The pound euro exchange rate hit fresh 9-month lows on Friday. A sharp increase in euro strength sent the pound euro exchange rate to €1.0969. This is the first time the exchange rate has weakened below the key level of €1.10 since October of last year.
Brexit will return to the foreground as UK Prime Minister Theresa May returns from her summer break. This week, key parts of the UK negotiating strategy will be released in a set of papers. These papers should make the government’s position on Brexit clearer and highlight any changes from the “no deal is better than a bad deal” stance at the beginning of the year.
Whilst Theresa May will be returning to a cabinet split over the direction of Brexit, there is increased hope of a smooth, transitional deal being negotiated.
Following the release of the papers, the next stage of talks is due to begin August 28th.

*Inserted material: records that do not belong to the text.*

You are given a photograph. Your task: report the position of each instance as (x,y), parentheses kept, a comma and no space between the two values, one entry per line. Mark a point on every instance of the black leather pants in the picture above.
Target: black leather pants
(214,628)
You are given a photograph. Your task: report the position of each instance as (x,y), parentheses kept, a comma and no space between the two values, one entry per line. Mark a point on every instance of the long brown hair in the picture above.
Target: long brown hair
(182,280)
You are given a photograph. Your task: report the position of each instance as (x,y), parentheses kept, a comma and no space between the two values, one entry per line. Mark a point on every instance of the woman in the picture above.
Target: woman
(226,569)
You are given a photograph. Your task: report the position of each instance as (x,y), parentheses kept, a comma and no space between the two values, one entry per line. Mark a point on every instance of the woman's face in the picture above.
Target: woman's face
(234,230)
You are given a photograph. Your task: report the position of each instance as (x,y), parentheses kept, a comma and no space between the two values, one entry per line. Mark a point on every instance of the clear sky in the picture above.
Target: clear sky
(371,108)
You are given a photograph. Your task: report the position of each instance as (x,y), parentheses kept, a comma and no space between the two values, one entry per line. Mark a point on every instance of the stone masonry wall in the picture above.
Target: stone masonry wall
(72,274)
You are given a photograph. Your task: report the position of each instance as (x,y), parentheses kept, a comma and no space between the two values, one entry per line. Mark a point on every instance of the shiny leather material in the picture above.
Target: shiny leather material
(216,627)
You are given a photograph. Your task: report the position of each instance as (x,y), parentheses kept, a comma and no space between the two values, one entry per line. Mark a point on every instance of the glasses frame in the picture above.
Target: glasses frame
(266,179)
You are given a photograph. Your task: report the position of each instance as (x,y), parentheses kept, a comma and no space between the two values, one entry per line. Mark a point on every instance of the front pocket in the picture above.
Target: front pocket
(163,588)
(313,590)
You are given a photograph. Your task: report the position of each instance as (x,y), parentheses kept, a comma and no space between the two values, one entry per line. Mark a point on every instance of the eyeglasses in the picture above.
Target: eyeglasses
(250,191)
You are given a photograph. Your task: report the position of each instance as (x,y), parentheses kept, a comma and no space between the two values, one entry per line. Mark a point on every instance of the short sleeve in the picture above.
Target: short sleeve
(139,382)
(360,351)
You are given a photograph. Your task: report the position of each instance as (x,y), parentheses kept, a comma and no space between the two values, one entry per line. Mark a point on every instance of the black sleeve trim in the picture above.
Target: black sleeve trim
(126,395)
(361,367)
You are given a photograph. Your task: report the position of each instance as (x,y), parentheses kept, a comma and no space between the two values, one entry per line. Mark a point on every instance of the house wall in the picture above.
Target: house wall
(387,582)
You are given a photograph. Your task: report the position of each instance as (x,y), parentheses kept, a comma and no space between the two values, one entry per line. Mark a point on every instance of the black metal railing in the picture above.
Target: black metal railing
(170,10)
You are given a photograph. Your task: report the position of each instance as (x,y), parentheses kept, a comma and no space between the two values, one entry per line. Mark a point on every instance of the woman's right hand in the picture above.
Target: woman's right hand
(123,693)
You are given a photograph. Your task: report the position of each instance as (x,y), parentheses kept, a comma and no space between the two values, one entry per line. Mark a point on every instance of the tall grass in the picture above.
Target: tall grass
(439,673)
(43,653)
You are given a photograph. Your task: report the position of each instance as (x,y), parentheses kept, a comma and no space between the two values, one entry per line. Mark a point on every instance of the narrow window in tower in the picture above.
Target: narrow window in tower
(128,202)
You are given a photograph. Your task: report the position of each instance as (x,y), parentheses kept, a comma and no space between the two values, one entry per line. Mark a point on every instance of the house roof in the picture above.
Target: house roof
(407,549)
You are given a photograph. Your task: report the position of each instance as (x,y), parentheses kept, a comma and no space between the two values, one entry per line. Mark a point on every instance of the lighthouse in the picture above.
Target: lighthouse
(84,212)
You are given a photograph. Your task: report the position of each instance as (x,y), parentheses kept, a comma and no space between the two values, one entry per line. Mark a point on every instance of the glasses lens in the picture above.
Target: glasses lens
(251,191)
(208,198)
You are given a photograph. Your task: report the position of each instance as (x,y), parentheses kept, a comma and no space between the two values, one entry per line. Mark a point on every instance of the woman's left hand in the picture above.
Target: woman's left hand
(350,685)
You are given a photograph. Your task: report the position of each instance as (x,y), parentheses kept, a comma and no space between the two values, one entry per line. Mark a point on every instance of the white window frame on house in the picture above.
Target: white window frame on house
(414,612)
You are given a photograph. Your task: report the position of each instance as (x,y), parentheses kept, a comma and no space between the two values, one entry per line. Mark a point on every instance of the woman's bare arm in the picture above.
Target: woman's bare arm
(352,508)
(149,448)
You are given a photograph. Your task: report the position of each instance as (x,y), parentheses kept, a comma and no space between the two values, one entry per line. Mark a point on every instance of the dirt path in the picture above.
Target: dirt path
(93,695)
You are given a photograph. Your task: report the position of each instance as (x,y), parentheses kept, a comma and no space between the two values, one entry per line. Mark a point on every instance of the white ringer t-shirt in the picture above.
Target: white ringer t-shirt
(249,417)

|Why is a smooth Brexit good for the pound?|
|A smoother Brexit would be a scenario in which the economic consequences of leaving the European Union are minimised. This is favourable for the pound because the less the Brexit impact on the economy, the more likely that foreign investors will remain interested in the UK. Foreign investors need sterling to invest in the country and so the more GBP is purchased, the higher the demand and, thus, an increase in the currency’s value.|
Monday is another quiet day for influential UK economic data releases. Investors will instead look towards the release of inflation data on Tuesday.
The majority of data for the eurozone last week was not sufficiently influential to move the common currency. With little out from the bloc as a whole, German data was the central focus and that failed to inspire moves one way or another.
The US / North Korea war of words last week increased the level of fear in the markets. Traders sought safe haven currencies such as the US dollar. As the euro tends to trade inversely to the US dollar, rising dollar strength kept the euro under pressure through most of the week. Although, a Trump inspired sell off of the dollar on Friday caused the euro to strengthen sharply.
This new week is a busier week with regard to eurozone economic data. High impact releases this week include GDP, inflation and industrial production data later today. Stronger than expected readings could see the euro continue to build on last week’s gains, pushing the pound euro exchange rate once again below €1.10.
|Why does strong economic data boost a country’s currency?|
|Solid economic indicators point to a strong economy. Strong economies have strong currencies because institutions look to invest in countries where growth prospects are high. These institutions require local currency to invest in the country, thus increasing demand and pushing up the money’s worth. So, when a country or region has good economic news, the value of the currency tends to rise.|
Optimism for the eurozone economy remains strong and investors are expecting the European Central Bank to announce an adjustment to the current bond-buying programme (quantitative easing) before the end of the year. This could serve to boost demand for the euro further.